Note: You need a compiler that supports c++14.

Dependencies

  • Linux operating system
  • Code so far only tested for gcc 5.4.0
  • C++14 support
  • The SeqAn C++ library (included as a submodule, no installation required)
  • CMake (minimum version 3.6)

Using SViper

You can look at all the input requirements by calling the sviper help page:

~$ ./sviper -h

Examples:

Call sviper

~$ ./sviper -s short-reads.bam -l long-reads.bam -r ref.fa -c variants.vcf -o polished_variants

This will output a polished_variants.vcf file, that contains all the refined variants.

Sometimes it is helpful to look at the polished sequence, e.g. with the IGV browser. In that case you want SViper to output the polished and aligned sequences in a bam file via the option --output-polished-bam:

~$ ./sviper -s short-reads.bam -l long-reads.bam -r ref.fa -c variants.vcf -o polished_variants --output-polished-bam

IMPORTANT

There are several requirements for using the polishing:

  1. The vcf file must be a structural variant format (tags instead of sequences, e.g. <DEL>). ALso the INFO field must include the END tag, giving the end position of the variant, as well as the SVLEN tag in case of insertions.
  2. The bam files must be indexed.
  3. The reference sequence (FASTA) must be indexed.
  4. (Obvisoulsy, the bam files should correspond to the same individual/sample mapped to the given reference.)

Input arguments:

  • -c, --candidate-vcf The candidate vcf file This file contains all the variants that will be polished in the run. If you want to accelarate polishing on a large vcf file, you might want to split the file into several small ones and call sviper each one seperately.

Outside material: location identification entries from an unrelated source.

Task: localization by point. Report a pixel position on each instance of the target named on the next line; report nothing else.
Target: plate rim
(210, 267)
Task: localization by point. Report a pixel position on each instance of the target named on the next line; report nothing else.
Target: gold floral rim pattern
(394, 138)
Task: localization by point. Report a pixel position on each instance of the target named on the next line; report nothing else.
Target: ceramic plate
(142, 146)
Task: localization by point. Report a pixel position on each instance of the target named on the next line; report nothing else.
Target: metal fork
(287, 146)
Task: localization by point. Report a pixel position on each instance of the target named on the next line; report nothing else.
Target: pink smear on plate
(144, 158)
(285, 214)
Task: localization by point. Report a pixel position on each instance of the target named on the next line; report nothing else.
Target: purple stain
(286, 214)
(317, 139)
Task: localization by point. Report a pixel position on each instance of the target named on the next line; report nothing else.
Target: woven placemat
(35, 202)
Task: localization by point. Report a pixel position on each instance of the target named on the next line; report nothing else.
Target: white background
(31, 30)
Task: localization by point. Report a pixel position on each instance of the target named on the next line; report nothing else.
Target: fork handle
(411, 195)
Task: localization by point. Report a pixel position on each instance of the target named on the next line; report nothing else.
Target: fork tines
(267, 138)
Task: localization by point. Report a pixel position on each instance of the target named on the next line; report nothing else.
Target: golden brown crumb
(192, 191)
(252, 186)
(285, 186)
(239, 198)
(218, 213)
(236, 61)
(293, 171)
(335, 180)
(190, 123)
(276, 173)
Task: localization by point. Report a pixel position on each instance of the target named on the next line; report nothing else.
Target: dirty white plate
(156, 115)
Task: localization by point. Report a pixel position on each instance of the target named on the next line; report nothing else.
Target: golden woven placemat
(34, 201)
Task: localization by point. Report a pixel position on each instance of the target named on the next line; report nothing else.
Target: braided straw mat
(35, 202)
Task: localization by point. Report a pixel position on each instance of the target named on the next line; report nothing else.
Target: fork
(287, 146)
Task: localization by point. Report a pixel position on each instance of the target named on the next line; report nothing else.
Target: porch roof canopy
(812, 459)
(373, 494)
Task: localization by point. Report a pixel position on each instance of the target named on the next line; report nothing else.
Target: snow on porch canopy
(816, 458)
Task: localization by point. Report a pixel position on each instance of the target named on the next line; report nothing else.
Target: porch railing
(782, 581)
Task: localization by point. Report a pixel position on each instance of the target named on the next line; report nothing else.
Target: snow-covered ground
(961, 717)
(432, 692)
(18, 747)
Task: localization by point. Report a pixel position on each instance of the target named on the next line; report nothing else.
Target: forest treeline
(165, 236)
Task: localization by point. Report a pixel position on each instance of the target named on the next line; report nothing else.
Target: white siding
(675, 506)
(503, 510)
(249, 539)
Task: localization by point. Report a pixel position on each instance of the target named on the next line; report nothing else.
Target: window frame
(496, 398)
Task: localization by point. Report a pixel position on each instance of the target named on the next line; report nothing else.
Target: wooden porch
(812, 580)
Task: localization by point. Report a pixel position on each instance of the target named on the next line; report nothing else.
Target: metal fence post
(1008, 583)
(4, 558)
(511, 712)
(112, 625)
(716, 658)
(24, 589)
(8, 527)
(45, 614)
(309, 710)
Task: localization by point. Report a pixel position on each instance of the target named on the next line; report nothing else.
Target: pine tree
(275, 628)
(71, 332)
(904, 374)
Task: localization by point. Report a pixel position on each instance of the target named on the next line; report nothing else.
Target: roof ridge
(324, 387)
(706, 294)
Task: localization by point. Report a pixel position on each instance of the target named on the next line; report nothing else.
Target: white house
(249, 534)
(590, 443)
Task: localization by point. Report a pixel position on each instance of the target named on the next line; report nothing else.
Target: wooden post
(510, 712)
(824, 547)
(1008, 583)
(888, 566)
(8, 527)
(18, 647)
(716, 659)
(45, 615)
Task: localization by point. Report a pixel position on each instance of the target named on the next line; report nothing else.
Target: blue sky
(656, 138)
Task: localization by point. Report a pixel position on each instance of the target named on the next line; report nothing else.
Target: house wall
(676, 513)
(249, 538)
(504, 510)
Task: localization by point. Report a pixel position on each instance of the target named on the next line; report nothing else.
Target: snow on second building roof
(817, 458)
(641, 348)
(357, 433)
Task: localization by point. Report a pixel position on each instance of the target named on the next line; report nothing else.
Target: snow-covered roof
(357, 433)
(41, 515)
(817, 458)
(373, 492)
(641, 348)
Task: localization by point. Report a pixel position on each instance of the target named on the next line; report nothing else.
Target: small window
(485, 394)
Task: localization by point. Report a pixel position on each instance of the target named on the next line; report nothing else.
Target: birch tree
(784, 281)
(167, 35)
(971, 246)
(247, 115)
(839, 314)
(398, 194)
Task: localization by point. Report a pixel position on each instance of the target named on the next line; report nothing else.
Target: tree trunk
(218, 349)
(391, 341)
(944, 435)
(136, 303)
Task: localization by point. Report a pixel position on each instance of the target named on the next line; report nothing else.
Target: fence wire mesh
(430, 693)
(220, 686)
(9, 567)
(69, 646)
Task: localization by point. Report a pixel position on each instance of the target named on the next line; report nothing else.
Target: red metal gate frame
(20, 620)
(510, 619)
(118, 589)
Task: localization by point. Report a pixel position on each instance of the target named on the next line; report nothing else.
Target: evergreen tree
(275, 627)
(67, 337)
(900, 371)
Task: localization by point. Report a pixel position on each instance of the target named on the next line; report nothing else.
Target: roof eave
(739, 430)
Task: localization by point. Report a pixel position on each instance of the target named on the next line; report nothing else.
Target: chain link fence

  • -s, --short-read-bam (BAM_FILE) The indexed bam file containing short used for polishing at variant sites.

  • -l, --long-read-bam (BAM_FILE) The indexed bam file containing long reads to be polished at variant sites.

  • -r, --reference (FA_FILE) The indexed (fai) reference file.

  • -o, --output-prefix (PREFIX) A name for the output files. The current output is a log file and vcf file, that contains the polished sequences for each variant.

  • -g, --log-file (TXT_FILE) A filename for the log file. Default: polishing.log.

  • -k, --flanking-region (INT) The flanking region in bp's around a breakpoint to be considered for polishing In range [50..1000]. Default: 400.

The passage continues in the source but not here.